Bowing to the pressure, the town released a plan in January to turn the cemetery into a “patriotism education base” by “adding more content to show Chinese people’s spirit of persistence and resistance against Japan’s aggression.”

迫于压力,方正县1月公布了通过“增加抗日内容,展示方正人民自强不息、顽强抗争的精神”,把公墓变成爱国主义教育基地的计划。

郜凤琴家的照片和装饰。
郜凤琴家的照片和装饰。 Giulia Marchi for The New York Times

“It’s torture for people like me who love both countries,” said Sumie Ikeda, a former war orphan who is now director of Association of Friendship of Repatriates from China. “Fangzheng could be a place for reminding people of the history to avoid same mistakes, not a resource for generating hatred.”

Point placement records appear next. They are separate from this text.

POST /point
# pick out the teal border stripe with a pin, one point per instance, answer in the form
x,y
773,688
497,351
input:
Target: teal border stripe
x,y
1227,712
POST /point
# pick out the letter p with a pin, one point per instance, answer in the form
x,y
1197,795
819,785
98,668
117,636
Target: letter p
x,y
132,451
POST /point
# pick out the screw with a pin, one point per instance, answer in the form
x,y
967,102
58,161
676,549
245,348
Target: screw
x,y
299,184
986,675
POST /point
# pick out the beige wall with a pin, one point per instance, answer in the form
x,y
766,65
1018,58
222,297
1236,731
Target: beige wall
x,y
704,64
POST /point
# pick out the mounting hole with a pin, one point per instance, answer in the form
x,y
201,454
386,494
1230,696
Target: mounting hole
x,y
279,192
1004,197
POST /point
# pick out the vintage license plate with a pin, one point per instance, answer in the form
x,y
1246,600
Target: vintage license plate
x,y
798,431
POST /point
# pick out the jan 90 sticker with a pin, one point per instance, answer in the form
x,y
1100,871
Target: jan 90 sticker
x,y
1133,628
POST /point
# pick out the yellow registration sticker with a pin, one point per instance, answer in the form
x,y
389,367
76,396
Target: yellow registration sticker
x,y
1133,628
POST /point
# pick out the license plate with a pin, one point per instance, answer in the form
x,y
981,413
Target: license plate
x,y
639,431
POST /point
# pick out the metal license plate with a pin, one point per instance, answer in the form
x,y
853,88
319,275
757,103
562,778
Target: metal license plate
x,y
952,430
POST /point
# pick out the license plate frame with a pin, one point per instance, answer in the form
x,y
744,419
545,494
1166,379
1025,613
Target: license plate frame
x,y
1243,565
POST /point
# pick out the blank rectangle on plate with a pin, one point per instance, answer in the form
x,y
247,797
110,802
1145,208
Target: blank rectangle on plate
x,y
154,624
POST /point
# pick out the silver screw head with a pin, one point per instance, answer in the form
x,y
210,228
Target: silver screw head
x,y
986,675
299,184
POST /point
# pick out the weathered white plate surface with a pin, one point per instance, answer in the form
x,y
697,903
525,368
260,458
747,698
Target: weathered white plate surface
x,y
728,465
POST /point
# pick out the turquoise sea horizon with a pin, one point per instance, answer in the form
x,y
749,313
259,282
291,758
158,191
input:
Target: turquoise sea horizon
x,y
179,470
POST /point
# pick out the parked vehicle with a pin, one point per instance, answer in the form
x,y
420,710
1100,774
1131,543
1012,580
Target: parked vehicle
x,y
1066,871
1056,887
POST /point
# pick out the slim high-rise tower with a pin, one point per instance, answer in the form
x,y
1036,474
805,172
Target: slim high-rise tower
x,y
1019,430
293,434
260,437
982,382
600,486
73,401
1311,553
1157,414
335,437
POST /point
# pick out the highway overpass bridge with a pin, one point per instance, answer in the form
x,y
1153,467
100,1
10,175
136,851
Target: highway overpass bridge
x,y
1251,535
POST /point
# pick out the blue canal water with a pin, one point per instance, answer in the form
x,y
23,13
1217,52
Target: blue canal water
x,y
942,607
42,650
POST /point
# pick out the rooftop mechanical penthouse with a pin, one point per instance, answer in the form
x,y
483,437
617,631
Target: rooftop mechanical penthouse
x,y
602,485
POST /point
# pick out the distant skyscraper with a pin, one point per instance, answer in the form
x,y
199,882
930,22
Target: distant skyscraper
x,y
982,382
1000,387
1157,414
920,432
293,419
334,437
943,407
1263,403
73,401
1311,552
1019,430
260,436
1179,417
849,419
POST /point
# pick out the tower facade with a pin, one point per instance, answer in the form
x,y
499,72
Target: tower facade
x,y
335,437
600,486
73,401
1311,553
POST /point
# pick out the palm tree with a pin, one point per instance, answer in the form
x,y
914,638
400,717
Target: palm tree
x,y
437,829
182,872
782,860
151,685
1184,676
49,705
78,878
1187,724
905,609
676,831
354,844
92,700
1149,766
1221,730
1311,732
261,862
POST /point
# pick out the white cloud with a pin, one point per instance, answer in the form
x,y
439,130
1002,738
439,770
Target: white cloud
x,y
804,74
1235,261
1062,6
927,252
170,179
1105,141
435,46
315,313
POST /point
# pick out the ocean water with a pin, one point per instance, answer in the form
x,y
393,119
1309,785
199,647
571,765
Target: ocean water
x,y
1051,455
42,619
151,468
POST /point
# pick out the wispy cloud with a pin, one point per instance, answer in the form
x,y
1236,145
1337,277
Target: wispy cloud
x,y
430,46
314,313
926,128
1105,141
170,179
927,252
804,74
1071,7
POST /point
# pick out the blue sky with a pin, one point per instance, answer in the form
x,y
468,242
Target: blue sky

“对我们这样既爱中国又爱日本的人来说,看着这种纷争就是一种受罪,”曾是战争遗孤、现在是中国归国者日中友好之会理事长的池田澄江(Sumie Ikeda)说。“方正本该成为让人们铭记历史不犯同样错误的地方,而不是一个让人产生仇恨的地方。”

Others just wish that the disputes would leave them alone.

还有一些人只是希望争端不要殃及他们。

“As common Chinese people, we don’t care about politics,” said Yang Shuang, a 25-year-old woman who worked for three years in a film factory near Tokyo. “When we have the connection, why don’t we use it?”

“我们普通中国人不关心政治,”25岁的杨爽说。她曾在东京附近的一家胶卷厂工作过三年。“我们有这层关系为什么不用?”